Une « décision anticipée » (également dénommée « ruling ») reflète la position du « Service des Décisions Anticipées » quant au traitement fiscal d’une opération envisagée. Son principal atout : la sécurité juridique qu’il offre au demandeur. Le projet de réforme fiscale ambitionne à présent de réformer le fonctionnement du SDA.
Il y est notamment question d’instaurer une « concertation préalable renforcée » entre le SDA (qui serait renommé Administration générale du Ruling) et les autres services opérationnels (Administration générale de la Fiscalité, Administration générale de l’Inspection Spéciale des Impôts,…), ce qui pourrait porter un coup de canif à la sacro-sainte autonomie du SDA. Le moment est venu de rappeler l’utilité du SDA pour les contribuables et leurs conseillers (avocats, conseillers fiscaux, comptables,...).
Le SDA est devenu, sur le terrain de la transparence, un élève modèle. En effet, toutes les décisions anticipées sont publiées de manière anonyme; les faits, l’argumentation juridique et la décision du SDA sont publiés in extenso. Leur analyse est précieuse: les contribuables (et leurs conseillers) peuvent ainsi savoir à quelle sauce fiscale ils devraient être mangés s’ils mettent en place une opération telle que décrite dans la décision anticipée.
Le rapport annuel du SDA relatif à l'année 2022, publié il y a quelques jours, est une mine d'or. La section relative aux opérations soumises au SDA mais non acceptées est incontournable, car elle trace la ligne rouge à ne pas franchir lorsqu'on introduit un dossier auprès du SDA. Prenons quelques exemples d’opérations dont les lecteurs de La Libre devraient être familiers.
Le rapport annuel rappelle que le risque de taxation des plus-values sur cryptomonnaies au titre de revenus divers (au taux de 33 %) n’est jamais loin, par exemple lorsque (i) le contribuable investit plus de 40 % de son patrimoine mobilier dans des cryptomonnaies, ou qu’(ii) il effectue des opérations d’achat et de vente plusieurs fois par jour (même si le montant investi est relativement faible !).
On sait qu’en vertu de la législation fiscale actuelle, la Belgique est un « mini-paradis fiscal » pour ce qui concerne les plus-values sur actions. Il est en effet généralement admis que celles-ci sont exonérées à l’impôt des personnes physiques, dès lors qu’elles relèvent de la « gestion normale du patrimoine privé ». Ainsi, les plus-values sur actions réalisées par (i) un entrepreneur qui cède les actions de sa société à un tiers ou par (ii) un boursicoteur qui opère en ligne sur internet, échappent en principe à l’impôt.

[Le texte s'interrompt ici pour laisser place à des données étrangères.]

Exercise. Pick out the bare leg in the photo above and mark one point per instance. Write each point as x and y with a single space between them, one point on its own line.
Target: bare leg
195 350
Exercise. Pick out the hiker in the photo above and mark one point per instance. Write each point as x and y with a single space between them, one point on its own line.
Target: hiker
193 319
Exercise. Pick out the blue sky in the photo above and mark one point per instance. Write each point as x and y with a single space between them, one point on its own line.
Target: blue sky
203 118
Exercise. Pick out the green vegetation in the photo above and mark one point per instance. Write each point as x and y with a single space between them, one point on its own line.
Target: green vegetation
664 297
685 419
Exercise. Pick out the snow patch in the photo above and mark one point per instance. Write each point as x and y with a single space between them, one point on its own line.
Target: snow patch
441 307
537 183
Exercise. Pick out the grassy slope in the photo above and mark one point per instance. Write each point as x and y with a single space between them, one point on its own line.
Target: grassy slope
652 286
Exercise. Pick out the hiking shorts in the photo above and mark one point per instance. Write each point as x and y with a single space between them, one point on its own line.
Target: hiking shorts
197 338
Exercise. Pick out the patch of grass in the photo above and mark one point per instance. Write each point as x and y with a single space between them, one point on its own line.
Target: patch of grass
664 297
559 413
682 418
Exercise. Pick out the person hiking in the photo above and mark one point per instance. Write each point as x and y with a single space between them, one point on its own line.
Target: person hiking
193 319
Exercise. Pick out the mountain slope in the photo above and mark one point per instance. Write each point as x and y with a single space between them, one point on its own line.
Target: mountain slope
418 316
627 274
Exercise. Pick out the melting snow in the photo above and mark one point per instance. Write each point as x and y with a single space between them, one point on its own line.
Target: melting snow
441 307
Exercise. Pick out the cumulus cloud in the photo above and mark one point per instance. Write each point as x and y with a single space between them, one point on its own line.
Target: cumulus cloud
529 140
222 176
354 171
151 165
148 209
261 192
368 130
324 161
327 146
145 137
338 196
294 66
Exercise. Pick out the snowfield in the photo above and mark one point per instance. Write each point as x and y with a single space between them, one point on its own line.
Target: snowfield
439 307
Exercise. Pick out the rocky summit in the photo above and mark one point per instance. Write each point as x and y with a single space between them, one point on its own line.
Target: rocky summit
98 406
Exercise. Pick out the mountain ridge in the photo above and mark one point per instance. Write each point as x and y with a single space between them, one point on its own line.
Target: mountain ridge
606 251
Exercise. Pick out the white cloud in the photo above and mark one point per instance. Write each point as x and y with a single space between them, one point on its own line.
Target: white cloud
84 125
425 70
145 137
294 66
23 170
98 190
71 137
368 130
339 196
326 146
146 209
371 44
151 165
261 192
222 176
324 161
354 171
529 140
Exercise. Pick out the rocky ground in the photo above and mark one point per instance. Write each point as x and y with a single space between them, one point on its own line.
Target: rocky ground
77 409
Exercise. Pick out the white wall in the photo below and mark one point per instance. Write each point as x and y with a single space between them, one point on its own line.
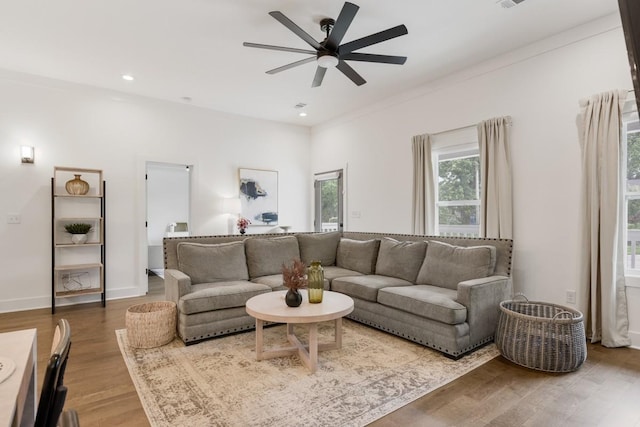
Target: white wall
540 87
72 125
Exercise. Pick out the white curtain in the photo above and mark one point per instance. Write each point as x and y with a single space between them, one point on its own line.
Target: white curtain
603 245
423 187
496 218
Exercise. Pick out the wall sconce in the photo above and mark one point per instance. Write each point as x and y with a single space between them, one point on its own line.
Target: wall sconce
26 153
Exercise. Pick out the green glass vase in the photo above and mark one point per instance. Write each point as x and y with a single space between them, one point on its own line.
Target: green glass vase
315 282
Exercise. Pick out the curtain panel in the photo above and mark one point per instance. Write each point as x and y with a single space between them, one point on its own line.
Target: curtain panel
496 218
423 213
600 124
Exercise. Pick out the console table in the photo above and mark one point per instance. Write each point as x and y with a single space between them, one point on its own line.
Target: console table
18 392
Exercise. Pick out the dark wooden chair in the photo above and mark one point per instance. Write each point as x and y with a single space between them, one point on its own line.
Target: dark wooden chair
54 392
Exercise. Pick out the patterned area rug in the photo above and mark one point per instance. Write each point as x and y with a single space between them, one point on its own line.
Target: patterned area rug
219 383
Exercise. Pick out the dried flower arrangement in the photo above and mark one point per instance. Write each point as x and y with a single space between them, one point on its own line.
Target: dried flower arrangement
78 228
294 277
242 223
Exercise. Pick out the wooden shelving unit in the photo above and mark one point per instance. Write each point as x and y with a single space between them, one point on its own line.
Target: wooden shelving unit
77 269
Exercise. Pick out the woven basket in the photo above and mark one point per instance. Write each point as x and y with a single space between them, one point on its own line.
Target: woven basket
541 336
151 324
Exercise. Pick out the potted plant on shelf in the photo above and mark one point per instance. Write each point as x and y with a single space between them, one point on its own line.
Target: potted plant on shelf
242 224
78 232
294 278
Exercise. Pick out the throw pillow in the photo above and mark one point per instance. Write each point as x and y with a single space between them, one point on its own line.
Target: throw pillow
400 259
212 263
265 256
319 247
447 265
358 255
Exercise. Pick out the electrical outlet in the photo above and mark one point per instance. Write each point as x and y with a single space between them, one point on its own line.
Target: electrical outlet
13 218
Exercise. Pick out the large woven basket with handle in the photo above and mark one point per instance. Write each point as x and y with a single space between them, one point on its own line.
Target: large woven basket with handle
542 336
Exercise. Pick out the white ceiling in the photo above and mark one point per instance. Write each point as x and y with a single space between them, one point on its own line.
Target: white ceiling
193 48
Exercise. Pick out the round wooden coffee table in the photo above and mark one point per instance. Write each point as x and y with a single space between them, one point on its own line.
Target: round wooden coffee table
271 307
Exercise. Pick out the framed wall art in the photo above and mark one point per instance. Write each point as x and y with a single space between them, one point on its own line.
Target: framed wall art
259 196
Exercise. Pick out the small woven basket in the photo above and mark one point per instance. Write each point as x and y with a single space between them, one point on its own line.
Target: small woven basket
541 336
151 324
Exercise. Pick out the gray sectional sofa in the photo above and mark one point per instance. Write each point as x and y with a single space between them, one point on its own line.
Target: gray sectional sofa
441 292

Le rapport annuel rappelle toutefois que le risque de taxation au titre de revenus divers ne peut être écarté, notamment en présence d’une opération dite de « plus-value interne », c’est-à-dire une vente d’actions d’une société opérationnelle à une société holding contrôlée par le cédant. C’est ainsi que, selon le SDA, une plus-value réalisée lors de la vente d'une participation -même minoritaire (30%) ! – dans une société opérationnelle par un particulier à sa holding personnelle doit être taxée, dans la mesure où une telle opération ne relève pas de la gestion normale du patrimoine privé.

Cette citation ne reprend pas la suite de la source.